Left at a loss, Malik asked a question he'd asked once before, "Ok, but how to I turn back?" Whether he accepted what he happened to be, or whether he fell once more into a self loathing cycle, being able to return to society was something Malik knew was important. He had nowhere else to go. He couldn't even trust most supernatural beings which he had met, so even if he knew of someone, he could not ask for help.
He reached for his current method of keeping the power in check, focusing on suppressing all this light energy under the skin once more. As soon as he tried he was met with resistance. The harder he tried the more resistance there was, and with it returned sense of the writhing unstable state he'd just come from. Doing so brought his unstable emotions back more strongly as well. Left panting, Malik quit trying. Even if that was a method he could use to make himself normal, it wouldn't help him out in the long run. He needed a different option.
Malik sat down on some of the rubble which was arranged in such a way that it made a rough chair, and thought. What had his one supernatural friend said about this? It had been the first time ever he'd ended up showing inhuman ability, the very day his Mother had died. He and that friend had gone to...a hell from Malik's religious point of view but it was more of a neutral place where the dead were sometimes brought. The fact that Malik was neither dead nor a creature that belonged in the world had triggered the very atmosphere to treat him like a foreign object. He remembered feeling as if on fire, drawing on mysterious inner power to try and create a resistance to the place's hostility. His friend had pulled him out before he'd managed to reach a balance, but even from the lens of the normal world, he'd changed to a state similar, but lesser to the one he'd reached now. Yet it had felt more overwhelming then, probably because after a few months, what should be normal and what is normal begins to blur.
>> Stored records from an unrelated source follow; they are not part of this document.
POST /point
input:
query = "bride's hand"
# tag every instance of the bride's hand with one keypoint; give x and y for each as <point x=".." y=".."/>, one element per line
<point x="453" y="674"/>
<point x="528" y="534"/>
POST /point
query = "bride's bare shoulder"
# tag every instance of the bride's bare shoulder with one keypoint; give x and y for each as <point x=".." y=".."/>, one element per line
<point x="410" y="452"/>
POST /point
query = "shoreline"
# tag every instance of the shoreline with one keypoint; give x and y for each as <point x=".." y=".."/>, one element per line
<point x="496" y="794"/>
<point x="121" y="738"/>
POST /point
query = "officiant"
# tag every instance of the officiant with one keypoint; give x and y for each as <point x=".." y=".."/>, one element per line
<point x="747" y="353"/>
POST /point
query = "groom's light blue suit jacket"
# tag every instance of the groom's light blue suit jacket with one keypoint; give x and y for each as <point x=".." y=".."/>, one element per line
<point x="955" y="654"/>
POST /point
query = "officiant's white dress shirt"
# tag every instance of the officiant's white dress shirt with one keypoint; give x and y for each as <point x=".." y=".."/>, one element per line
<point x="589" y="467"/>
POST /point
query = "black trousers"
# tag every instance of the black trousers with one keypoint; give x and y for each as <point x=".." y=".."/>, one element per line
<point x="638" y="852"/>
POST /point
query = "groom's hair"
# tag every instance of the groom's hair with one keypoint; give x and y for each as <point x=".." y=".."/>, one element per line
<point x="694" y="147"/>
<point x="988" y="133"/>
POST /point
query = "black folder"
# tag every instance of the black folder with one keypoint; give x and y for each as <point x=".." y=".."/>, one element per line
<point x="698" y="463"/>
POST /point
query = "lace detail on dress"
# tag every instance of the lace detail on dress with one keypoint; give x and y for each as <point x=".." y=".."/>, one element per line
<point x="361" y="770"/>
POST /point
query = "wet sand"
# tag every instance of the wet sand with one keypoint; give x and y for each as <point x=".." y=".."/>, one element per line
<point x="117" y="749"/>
The question he'd asked then was the same as he was trying to answer now. He wanted to know how to turn back. In the end he'd managed to figure out that he could suppress the power, but his friend being inhuman in a different fashion, and also able to change her appearance, had provided a different answer. "You just like think about it, and it works."
Well Malik was trying that. He even tried focusing on the details, the exact color his skin ought to be, the exact sensory perceptions, which he didn't always realize where already not like a human's should be even at times when his appearance was right. Naturally it didn't work. His appearance had changed due to being whatever he was, but to think about changing was akin to thinking about riding a bike. Even if the skill was there, a different kind of thought was needed for thinking about the action needed and doing the action needed to make it work.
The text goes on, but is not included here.